Thursday, August 9, 2007
Exhibit Halls 1 and 2, San Jose McEnery Convention Center
Society depends heavily on wood for structural material, energy, and for its component fibers. Most end uses for wood fiber require the removal of lignin, an energy intensive process. Fermentation of wood to produce bioethanol, a growing source of transportation fuels, would benefit from reduction of lignin content. In poplar (Populus spp.), antisense downregulation of the gene Pt4CL1 that encodes 4-coumarate:coenzyme A ligase (4CL), has been previously shown to inhibit the deposition of lignin by up to 45 %, while enhancing cellulose content by 15%, in greenhouse environments. To evaluate the effects of transgenic modification of lignin on wood properties in the field, we studied biomechanical properties of trees derived from 14 transgenic events of a hybrid white poplar (P. tremula × P. alba). We conducted >1,100 bending tests. The wood of the transgenic lines had a significantly lower modulus of elasticity (MOE), modulus of rupture (MOR), and material toughness than branches of similar size from non-transgenic trees (P<0.05).

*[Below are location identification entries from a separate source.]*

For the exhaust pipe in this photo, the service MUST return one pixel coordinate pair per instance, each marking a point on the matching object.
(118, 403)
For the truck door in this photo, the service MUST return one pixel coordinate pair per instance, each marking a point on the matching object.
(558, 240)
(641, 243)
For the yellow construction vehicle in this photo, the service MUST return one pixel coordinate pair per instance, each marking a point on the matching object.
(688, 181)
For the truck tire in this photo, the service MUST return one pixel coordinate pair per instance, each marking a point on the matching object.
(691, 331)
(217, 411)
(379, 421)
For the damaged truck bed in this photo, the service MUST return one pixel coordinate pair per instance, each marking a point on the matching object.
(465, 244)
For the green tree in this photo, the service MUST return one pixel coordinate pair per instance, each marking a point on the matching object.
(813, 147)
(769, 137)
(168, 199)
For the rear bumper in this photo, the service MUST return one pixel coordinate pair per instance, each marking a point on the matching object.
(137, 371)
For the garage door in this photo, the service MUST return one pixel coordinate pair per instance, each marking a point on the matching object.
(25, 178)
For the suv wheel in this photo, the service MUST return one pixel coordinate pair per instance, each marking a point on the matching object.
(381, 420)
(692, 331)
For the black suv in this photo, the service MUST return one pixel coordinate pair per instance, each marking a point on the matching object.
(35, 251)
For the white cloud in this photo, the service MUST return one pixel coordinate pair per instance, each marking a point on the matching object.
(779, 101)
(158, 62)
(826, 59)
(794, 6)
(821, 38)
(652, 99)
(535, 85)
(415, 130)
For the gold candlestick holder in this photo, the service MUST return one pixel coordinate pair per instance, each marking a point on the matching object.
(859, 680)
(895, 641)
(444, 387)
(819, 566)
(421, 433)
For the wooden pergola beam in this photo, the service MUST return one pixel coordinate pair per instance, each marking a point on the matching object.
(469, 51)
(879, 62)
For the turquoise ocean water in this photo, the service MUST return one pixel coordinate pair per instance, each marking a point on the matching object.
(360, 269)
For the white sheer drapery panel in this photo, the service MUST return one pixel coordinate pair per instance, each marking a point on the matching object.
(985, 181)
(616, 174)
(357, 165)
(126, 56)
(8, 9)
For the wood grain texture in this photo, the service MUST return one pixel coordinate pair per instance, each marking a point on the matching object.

The effect was greater for larger branches (range in diameter 1.8-5.4 mm). If larger branches have lower mechanical properties, one could expect either poorer survival and/or productivity in transgenics due to wind and ice-related breakage, or altered tree form and tensionwood development to maintain similar stress distributions. These results suggest that evaluation of biomechanics during field trials of trees with transgenic modifications to wood chemistry is important to understand their value and risks. Studies of transgene expression, lignin content, and rate of growth during a second year of field evaluation are underway.